What? My title refers to lipstick on a pig, my friends. It’s still a pig. It's bad enough people pay extra to display advertising for their favorite brands. I’m amazed at how gullible marketers think we are. Of course, they may just be right.
Let's start with "certified pre-owned". So I couldn't tell by the worn tires, paint scratches, door dings, "Proud parent of a suburban middle school honor student" bumper sticker, upholstery tears, faded dashboard or the simple fact it's a 2002 model amazingly still at a 2006 new car price that the vehicle I'm about to purchase is indeed used. I need a certificate to tell me.
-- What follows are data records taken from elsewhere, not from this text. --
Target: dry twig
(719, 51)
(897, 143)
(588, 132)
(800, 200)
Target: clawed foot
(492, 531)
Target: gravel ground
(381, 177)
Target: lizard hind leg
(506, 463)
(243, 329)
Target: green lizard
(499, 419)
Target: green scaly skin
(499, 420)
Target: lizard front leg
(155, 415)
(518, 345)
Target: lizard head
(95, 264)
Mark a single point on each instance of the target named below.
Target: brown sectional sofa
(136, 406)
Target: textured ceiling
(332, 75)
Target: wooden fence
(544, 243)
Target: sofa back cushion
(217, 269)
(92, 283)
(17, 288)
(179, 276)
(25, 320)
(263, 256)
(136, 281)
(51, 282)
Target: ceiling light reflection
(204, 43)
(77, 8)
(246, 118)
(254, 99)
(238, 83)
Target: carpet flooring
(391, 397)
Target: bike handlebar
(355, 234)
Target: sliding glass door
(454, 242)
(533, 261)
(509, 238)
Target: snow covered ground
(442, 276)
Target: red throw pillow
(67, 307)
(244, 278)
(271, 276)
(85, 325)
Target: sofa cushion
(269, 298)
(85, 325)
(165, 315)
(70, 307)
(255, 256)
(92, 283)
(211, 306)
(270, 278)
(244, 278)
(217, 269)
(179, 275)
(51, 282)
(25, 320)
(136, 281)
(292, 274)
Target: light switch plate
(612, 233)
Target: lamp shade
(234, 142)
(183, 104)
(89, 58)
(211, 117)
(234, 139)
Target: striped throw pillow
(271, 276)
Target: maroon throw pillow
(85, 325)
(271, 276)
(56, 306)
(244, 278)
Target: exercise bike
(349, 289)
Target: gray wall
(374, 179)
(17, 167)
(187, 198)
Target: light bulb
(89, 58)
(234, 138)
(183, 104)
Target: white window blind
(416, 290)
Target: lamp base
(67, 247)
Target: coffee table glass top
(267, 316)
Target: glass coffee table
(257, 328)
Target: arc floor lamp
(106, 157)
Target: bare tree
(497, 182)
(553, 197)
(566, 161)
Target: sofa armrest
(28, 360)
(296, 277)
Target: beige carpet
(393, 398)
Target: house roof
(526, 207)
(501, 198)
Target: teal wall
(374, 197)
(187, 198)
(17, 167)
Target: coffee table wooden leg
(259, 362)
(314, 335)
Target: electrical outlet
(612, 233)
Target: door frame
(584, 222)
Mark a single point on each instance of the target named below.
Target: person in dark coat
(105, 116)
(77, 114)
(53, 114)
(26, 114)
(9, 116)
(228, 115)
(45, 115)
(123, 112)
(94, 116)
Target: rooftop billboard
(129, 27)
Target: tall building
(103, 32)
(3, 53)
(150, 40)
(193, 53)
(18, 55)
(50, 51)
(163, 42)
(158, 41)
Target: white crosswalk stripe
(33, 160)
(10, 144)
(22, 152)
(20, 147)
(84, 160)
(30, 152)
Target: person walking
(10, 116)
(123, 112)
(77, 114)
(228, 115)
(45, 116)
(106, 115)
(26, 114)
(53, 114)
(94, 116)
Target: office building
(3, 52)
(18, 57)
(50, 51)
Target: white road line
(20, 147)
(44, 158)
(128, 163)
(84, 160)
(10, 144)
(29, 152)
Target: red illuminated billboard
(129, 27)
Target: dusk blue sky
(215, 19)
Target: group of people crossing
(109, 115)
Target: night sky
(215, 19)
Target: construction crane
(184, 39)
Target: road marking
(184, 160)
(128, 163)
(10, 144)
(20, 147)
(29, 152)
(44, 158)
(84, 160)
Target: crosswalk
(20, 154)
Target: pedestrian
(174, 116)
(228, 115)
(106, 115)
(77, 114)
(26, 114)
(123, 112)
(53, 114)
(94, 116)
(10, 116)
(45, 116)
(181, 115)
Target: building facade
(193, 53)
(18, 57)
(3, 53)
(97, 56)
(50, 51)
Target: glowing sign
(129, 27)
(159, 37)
Taco Bell has a special soft taco with carne asada grilled steak! Carne asada literally translates to “grilled meat” in Español and or loosely to the generic term “barbecue”. Wow! Taco Bell puts barbecued meat in their tacos.
Everyone’s gone chipotle! It’s a smoke-dried jalapeno. Not exactly gourmet.
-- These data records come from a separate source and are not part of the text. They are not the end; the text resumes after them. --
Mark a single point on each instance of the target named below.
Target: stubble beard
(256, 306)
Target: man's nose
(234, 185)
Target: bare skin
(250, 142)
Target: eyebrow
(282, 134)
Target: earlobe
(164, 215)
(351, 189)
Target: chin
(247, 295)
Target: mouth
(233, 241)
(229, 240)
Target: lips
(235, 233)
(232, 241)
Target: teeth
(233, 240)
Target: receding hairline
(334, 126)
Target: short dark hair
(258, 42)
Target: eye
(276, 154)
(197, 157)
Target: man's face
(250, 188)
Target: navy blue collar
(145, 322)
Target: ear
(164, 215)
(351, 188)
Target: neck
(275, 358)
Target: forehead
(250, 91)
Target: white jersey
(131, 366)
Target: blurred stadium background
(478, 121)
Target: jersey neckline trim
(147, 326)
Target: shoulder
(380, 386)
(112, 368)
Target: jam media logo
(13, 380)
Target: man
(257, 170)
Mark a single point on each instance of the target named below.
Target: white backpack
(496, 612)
And now there’s Asiago cheese! I doubt you’re getting the real cheese imported from the town of Asiago (in the Veneto region of Italy), but more likely the cheddar-cheese-like equivalent mass-produced around the world using the same recipe. I remember Miller Beer tried the same thing with Löwenbräu. That was awful.
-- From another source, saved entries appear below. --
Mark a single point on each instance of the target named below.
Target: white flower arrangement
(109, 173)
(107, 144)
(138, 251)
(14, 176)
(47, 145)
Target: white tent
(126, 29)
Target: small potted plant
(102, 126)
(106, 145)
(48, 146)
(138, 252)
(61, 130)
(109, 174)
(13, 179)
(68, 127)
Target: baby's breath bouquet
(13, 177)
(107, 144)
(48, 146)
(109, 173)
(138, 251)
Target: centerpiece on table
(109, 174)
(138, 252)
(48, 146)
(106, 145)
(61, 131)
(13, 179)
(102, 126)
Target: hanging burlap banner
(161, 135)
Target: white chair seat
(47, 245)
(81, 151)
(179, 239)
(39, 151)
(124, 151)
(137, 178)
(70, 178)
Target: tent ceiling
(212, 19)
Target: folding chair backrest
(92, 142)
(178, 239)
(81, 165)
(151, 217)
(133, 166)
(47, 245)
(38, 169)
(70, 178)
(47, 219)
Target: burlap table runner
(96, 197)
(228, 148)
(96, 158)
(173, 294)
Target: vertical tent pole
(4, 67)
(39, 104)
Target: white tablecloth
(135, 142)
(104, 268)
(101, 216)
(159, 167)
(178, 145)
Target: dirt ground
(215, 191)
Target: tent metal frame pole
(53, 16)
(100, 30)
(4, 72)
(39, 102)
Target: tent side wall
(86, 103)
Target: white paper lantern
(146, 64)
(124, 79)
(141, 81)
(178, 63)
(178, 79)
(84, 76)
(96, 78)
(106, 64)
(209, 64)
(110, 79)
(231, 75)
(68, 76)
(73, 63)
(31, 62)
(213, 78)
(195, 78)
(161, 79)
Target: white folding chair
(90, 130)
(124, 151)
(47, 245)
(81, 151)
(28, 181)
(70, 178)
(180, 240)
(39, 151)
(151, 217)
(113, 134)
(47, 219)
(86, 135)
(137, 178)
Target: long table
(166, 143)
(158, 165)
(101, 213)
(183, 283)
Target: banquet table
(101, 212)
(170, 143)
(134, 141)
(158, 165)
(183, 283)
Apparenty if you add a little international flair to simple items, we feel a little more cultured and are willing to pay more. Remember the “soft Corinthian leather” Ricardo Montalbán told us was only available in the 1976 Chrysler Cordoba? It was plain old leather that came from Jersey and not the ancient Greek city.
Most people now realize Häagen-Dazs ice cream was invented in a basement in Brooklyn. So was the name. It translates to…nothing, but the umlaut is kicking!
A popular soup was allegedly invented at the Ritz-Carlton Hotel and given a French name, again made up, to make it sound more appetizing then “cold potato and leek soup”. The soup? Vichyssoise.
Look, if people spend the money they do on caviar (salty fish eggs - also great for fishing bait), and actually ingest it...well, I believe we are that gullible. Ah, but is it Beluga?
We still love pulling up next to our friends, rolling down the car window, and asking for Dijon mustard. “Pardon me, do you have any Grey Poupon?” It’s a condiment! Yes we use Dijon (the French town that used to produce mustard seeds) to indicate it’s a strong mustard, but it’s not imported. Well, most of the seeds come from Canada so it’s sort of exotic, eh? And I have to question the brand name Grey Poupon, which phonetically states a natural but unappetizing act.
For as much disrespect and xenophobia I witness against people who have names ending in vowels (including my own), we sure love adding non-English words (often totally fabricated) to our bland consumer goods to feel a sense of sophistication that is often undeserved.